Subsidies to US farmers ballooned in 2019 and 2020, driven by ad hoc payments aimed at offsetting the impacts of President Trump’s trade war and COVID-19.
Despite the effects of both, farm income in 2020 was at the highest level since 2013. While the expectation was that 2021 farm income would fall as a result of reduced direct payments, it is in fact forecast to increase, supported by a continuation of increased ad hoc payments and strong commodity prices (Figure 1).
Weaning US farmers off heightened levels of direct payments as farm input costs increase and legislators start to consider the 2023 farm bill will likely be a significant challenge for the Biden administration.
Overall, farm subsidies in 2020 were recorded at $45bn, more than three times the average of the previous five years
In 2020, direct payments to farmers in the US accounted for 48% of net farm income, higher than the previous 20 years, according to United States Department of Agriculture (USDA) data (Figure 3). Overall, farm subsidies in 2020 were recorded at $45bn, more than three times the average of the previous five years.
In the period 2000-2017, direct payment to farmers averaged $15bn per year.
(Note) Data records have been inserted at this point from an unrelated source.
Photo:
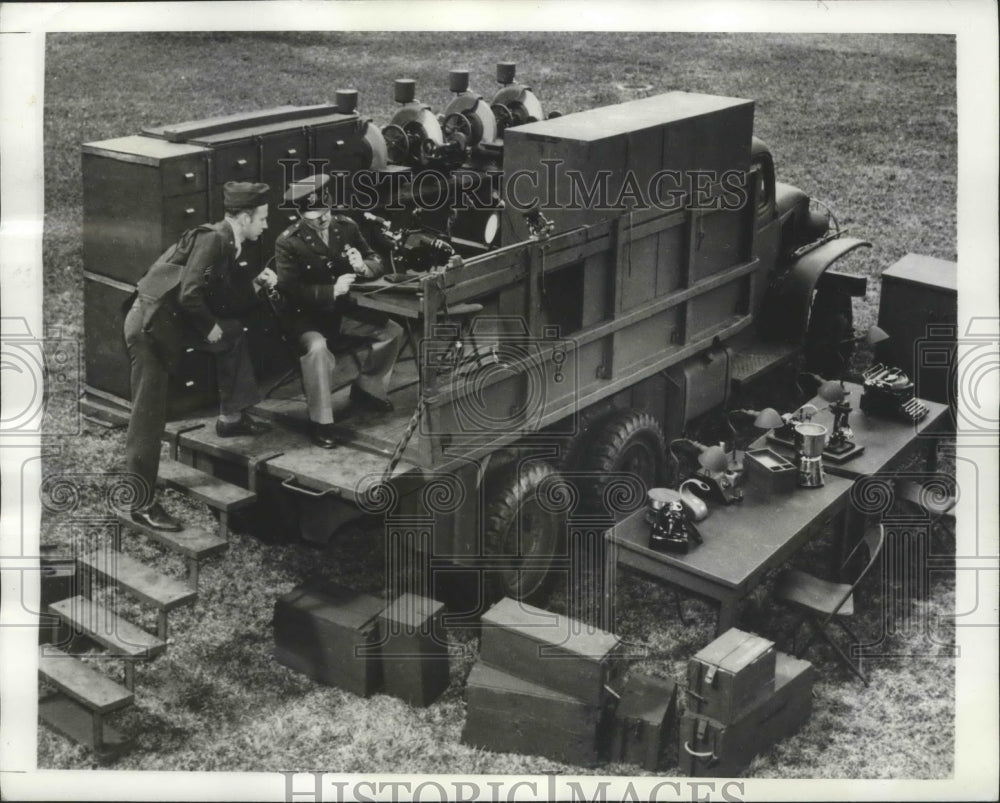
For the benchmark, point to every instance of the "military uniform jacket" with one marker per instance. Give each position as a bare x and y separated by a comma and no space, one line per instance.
194,285
307,270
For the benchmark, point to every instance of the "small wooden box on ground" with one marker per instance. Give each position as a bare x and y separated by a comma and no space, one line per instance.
729,674
553,650
507,714
709,747
414,649
644,716
330,633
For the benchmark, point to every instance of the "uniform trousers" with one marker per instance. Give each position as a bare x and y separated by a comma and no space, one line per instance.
150,384
318,363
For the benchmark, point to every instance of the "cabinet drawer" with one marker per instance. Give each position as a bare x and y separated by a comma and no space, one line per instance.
236,161
182,213
340,145
182,176
284,159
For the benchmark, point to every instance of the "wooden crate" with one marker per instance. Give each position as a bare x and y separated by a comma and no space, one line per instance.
414,649
507,714
555,651
330,633
709,747
644,716
729,674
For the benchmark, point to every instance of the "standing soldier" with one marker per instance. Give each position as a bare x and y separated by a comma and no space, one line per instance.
191,297
317,259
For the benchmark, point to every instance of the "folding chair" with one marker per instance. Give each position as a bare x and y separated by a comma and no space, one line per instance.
823,603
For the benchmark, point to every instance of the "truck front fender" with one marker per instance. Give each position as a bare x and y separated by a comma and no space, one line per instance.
785,311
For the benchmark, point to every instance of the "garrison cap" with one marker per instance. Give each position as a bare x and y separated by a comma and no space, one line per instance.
309,194
244,194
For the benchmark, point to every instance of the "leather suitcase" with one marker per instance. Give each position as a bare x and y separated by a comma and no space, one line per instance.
506,714
644,716
552,650
728,675
330,633
709,747
414,649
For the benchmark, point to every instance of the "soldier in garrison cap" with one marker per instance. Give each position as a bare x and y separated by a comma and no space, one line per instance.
317,259
192,296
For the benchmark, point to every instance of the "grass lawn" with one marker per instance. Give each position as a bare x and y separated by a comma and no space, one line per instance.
865,123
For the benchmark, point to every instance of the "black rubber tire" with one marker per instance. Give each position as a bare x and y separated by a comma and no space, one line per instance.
829,341
628,441
517,525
A combination of the impact of the Trump era trade wars and COVID-19 resulted in a surge of funding flowing into US farming.
2021 farm income projections
Net farm income, which is a broad measure of profitability in US farming, is forecast by USDA to increase by $18.5bn (19.5%) from 2020 to $113bn in 2021. This would be the highest level since 2013. This comes on the back of an almost 20% increase in income in 2020. While ad hoc supplementary payments are forecast to decline in 2021, they will be at the second highest level in the past two decades.
Trade wars and COVID-19
US trade was in a volatile position in the 2017-2019 period as trade wars with Canada, China, Mexico and the EU put pressure on prices for some agricultural commodities and revenues for some producers.
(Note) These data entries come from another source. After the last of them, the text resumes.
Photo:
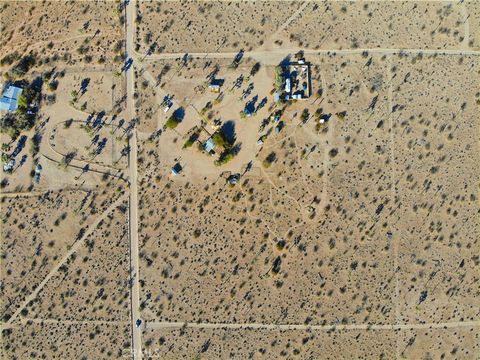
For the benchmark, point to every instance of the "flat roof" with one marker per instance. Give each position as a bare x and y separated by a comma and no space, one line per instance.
9,99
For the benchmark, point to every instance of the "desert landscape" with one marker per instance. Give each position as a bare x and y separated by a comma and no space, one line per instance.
240,179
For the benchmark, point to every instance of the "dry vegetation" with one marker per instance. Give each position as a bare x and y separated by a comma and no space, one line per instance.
65,32
382,24
94,283
36,231
268,344
66,341
355,207
209,25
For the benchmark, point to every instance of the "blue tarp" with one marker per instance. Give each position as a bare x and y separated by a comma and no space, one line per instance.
9,100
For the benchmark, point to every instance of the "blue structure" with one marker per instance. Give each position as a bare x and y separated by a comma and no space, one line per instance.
177,169
9,99
209,145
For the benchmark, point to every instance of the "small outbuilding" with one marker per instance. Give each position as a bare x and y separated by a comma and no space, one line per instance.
9,99
209,145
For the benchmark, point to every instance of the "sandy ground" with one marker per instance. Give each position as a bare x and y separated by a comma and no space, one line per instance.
354,238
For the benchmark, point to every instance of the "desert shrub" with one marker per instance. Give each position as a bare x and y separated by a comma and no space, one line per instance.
172,122
269,160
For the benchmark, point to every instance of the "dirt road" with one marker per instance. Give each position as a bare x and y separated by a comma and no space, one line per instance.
132,162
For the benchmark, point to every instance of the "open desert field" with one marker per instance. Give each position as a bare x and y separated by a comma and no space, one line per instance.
240,179
70,32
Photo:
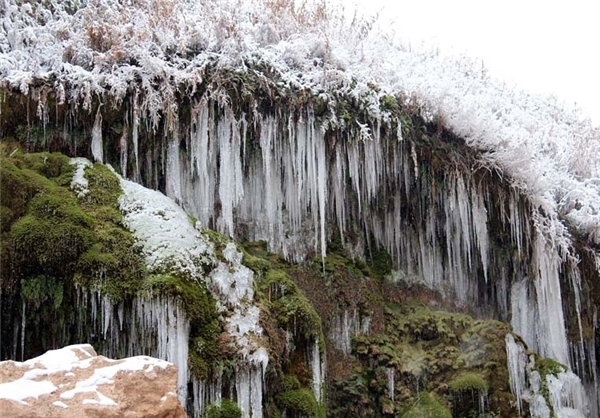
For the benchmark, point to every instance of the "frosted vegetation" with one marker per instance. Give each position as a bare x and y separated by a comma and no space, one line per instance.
85,49
149,53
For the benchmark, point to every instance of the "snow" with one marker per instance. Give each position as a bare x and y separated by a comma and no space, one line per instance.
66,359
544,146
170,242
21,389
80,184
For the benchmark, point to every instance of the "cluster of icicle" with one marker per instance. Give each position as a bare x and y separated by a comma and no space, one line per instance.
344,326
160,328
293,184
564,396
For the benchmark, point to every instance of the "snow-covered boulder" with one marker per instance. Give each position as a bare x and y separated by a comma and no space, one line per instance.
75,382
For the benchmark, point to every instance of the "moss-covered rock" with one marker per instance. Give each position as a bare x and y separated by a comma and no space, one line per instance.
227,409
426,405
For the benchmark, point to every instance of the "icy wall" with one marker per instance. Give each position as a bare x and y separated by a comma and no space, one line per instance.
295,178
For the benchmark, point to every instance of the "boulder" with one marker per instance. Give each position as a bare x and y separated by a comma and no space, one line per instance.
75,382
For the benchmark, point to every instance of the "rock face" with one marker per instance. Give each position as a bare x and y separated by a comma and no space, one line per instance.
75,382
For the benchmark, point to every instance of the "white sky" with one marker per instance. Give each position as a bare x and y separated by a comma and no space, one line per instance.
546,46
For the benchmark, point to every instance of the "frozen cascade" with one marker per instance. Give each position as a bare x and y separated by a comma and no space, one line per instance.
97,150
318,371
205,394
517,364
346,325
154,325
173,171
286,185
169,239
566,394
391,382
537,305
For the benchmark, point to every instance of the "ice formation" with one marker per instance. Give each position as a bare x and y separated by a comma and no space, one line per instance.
283,174
344,326
564,396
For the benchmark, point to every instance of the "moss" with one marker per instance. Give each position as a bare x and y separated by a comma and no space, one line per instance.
426,405
201,309
47,245
227,409
42,289
468,381
299,402
290,382
548,366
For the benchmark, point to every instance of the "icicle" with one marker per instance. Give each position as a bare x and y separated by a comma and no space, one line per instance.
97,151
173,169
391,382
318,369
517,363
23,323
123,148
134,137
346,326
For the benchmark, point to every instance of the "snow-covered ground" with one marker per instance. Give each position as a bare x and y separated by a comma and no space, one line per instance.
83,48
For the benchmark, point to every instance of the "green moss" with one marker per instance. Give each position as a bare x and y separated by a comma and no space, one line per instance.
548,366
299,402
227,409
201,309
426,405
468,381
290,382
40,290
48,245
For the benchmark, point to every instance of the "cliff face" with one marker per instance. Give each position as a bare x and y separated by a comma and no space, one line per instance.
319,247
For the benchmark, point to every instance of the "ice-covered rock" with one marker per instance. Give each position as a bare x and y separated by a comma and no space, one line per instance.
75,382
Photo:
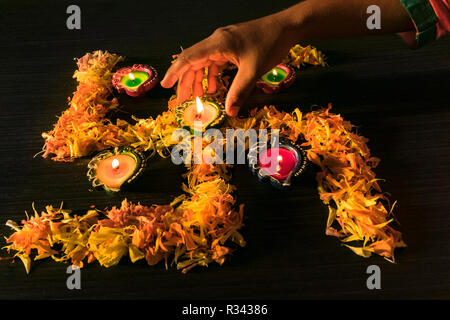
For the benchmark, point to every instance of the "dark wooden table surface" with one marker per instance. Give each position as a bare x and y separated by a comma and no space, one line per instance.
398,98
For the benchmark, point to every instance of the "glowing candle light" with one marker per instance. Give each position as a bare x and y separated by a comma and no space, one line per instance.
198,115
199,107
111,169
280,77
115,163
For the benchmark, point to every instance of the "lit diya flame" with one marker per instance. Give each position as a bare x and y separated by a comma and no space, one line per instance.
200,108
115,164
279,159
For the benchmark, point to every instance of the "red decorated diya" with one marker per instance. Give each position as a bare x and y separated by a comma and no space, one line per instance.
200,114
135,80
280,77
279,163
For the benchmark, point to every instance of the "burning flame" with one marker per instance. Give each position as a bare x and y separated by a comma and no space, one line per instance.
115,164
199,107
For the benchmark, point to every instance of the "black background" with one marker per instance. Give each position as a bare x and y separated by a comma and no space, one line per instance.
396,96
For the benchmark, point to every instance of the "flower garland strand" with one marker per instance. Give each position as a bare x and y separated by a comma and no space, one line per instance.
199,226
In both instances, the Trump administration stepped in
Not long after a trade deal was signed between the US and China, the coronavirus pandemic hit, disrupting supply chains and affecting the demand for food and some commodity prices. In both instances, the Trump administration stepped in, providing assistance to the sector by way of supplemental and ad hoc disaster payments.
During 2018 and 2019, the USDA announced two rounds of trade aid valued at $28bn providing both direct and indirect assistance to farmers affected by trade damage. The Market Facilitation Programme (MFP) valued at $24.5bn over 2018 and 2019 provided direct payments to producers of trade-damaged commodities.
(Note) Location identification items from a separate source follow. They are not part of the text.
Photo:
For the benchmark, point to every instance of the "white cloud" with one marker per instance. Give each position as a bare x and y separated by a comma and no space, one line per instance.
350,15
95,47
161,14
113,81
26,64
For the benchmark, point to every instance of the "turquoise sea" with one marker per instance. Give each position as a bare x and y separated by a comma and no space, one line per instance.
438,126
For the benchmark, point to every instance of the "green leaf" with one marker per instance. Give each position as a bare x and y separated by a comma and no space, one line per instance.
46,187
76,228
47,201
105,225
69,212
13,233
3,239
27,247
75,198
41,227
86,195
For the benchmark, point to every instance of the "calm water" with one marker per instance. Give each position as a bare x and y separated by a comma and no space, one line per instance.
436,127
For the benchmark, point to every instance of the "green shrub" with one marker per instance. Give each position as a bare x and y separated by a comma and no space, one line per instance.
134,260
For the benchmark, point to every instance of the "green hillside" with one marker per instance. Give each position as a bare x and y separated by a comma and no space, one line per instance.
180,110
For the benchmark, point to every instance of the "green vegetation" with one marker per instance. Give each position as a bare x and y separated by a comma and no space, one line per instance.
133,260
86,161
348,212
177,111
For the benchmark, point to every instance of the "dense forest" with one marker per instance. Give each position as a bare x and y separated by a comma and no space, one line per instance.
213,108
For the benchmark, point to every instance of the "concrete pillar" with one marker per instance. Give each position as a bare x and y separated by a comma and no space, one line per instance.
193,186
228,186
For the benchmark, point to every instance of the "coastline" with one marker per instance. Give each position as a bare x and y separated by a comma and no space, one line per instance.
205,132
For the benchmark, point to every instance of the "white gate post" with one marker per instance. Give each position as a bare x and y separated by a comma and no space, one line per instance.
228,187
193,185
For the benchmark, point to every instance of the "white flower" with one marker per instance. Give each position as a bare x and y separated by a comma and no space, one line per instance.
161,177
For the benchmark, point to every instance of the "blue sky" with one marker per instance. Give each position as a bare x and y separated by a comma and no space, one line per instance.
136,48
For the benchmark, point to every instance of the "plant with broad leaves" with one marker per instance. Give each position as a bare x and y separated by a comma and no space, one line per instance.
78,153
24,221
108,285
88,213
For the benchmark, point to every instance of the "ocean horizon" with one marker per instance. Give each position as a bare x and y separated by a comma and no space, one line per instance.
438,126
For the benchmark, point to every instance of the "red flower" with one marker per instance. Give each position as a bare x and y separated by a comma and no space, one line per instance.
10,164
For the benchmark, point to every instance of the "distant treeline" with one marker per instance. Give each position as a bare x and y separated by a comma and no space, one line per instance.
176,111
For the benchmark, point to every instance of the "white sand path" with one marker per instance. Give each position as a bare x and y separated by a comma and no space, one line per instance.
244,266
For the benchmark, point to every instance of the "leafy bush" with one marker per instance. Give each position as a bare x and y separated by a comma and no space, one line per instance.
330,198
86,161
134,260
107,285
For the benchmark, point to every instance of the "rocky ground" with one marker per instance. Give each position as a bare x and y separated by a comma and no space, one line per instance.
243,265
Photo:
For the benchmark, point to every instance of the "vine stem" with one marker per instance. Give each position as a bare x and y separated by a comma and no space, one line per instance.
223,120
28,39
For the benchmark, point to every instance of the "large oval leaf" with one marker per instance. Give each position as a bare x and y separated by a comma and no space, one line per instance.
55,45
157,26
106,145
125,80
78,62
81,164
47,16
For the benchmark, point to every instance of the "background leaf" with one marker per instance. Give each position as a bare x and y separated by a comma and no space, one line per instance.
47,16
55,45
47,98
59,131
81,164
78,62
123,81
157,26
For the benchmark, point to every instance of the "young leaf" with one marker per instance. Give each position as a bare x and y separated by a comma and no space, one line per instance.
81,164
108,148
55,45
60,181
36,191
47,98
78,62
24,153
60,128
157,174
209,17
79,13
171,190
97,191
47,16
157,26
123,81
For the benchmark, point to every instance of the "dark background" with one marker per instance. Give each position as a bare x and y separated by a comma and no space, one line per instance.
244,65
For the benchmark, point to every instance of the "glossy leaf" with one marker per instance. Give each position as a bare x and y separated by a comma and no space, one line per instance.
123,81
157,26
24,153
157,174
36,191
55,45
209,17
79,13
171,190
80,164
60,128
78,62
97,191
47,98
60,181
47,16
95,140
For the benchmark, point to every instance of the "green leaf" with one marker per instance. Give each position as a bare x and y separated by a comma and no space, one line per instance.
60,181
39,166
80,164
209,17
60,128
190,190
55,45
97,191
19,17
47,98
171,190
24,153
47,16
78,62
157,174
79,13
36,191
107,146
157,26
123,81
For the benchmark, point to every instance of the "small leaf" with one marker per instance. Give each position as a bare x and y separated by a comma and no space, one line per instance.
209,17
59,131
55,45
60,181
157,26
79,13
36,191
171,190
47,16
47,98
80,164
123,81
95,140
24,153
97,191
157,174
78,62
In 2019, the USDA made several modifications to the MFP including increasing funding, expanding the list of eligible commodities and expanding payments limits. This essentially enabled more farmers to receive more money for more of their crops. Livestock farmers also received funding under this programme.
As COVID-19 disrupted society and economies across the world, the USDA introduced programmes to address the economic impacts valued at $35bn in 2020. More than three-quarters of this relief went directly to farm operators in the form of direct payments, half of which came from new ad hoc programmes responding to COVID-19.
Analysis by a former USDA chief economist Joseph Glauber suggests the surge in supplementary funding into the sector came at a time when farm solvency measures and bankruptcies were well below levels experienced during the farm financial crisis of the mid 1980s. In fact, after adjusting for inflation, net farm income in 2020 was among the highest levels seen in the past 50 years.
The challenge for the new administration in Washington is how to wean farmers off this heightened level of direct support
Glauber’s analysis of spending levels in US agriculture concludes that US trade-distorting support for 2019 and 2020 has likely exceeded the current World Trade Organisation bound level of domestic support of $19.1bn to which the US is committed.
The challenge for the new administration in Washington is how to wean farmers off this heightened level of direct support. Several lobby groups are already justifying the need for continued increased payments to their members. Under the Build Back Better agenda, the current administration has made a series of announcements and commitments to support US farmers and agriculture. Since early 2021, a series of financial commitments aligned to the Build Back Better agenda and the American Rescue Plan Act have been made. The funding to date amounts to somewhat over $5bn, not all of which is direct support to farmers.
The unprecedented level of funding provided to US farmers since 2018 was met with very little resistance in the US and appears to have received even less debate elsewhere.
Questions remain as to whether this ad hoc funding, and certainly at the levels it was provided, was genuinely needed for reasons beyond normal market shifts. According to the OECD, on average prices received by US farmers in 2018-2020 were higher than in world markets.
Unlike European farmers, US farmers are comfortable
As the balance of agricultural supports in the EU are shifting further from direct income to environmental supports, the US appears comfortable on its current route. Moreover, European and Irish farmers are poised to take the lead in addressing greenhouse gas emissions from agriculture as the US and others have committed to ‘sustainable productivity’ for food security and resource conservation. Unlike European farmers, US farmers are comfortable, with no fear of production curtailments, and are likely to benefit from a slow unpicking of the current high levels of ad hoc funding.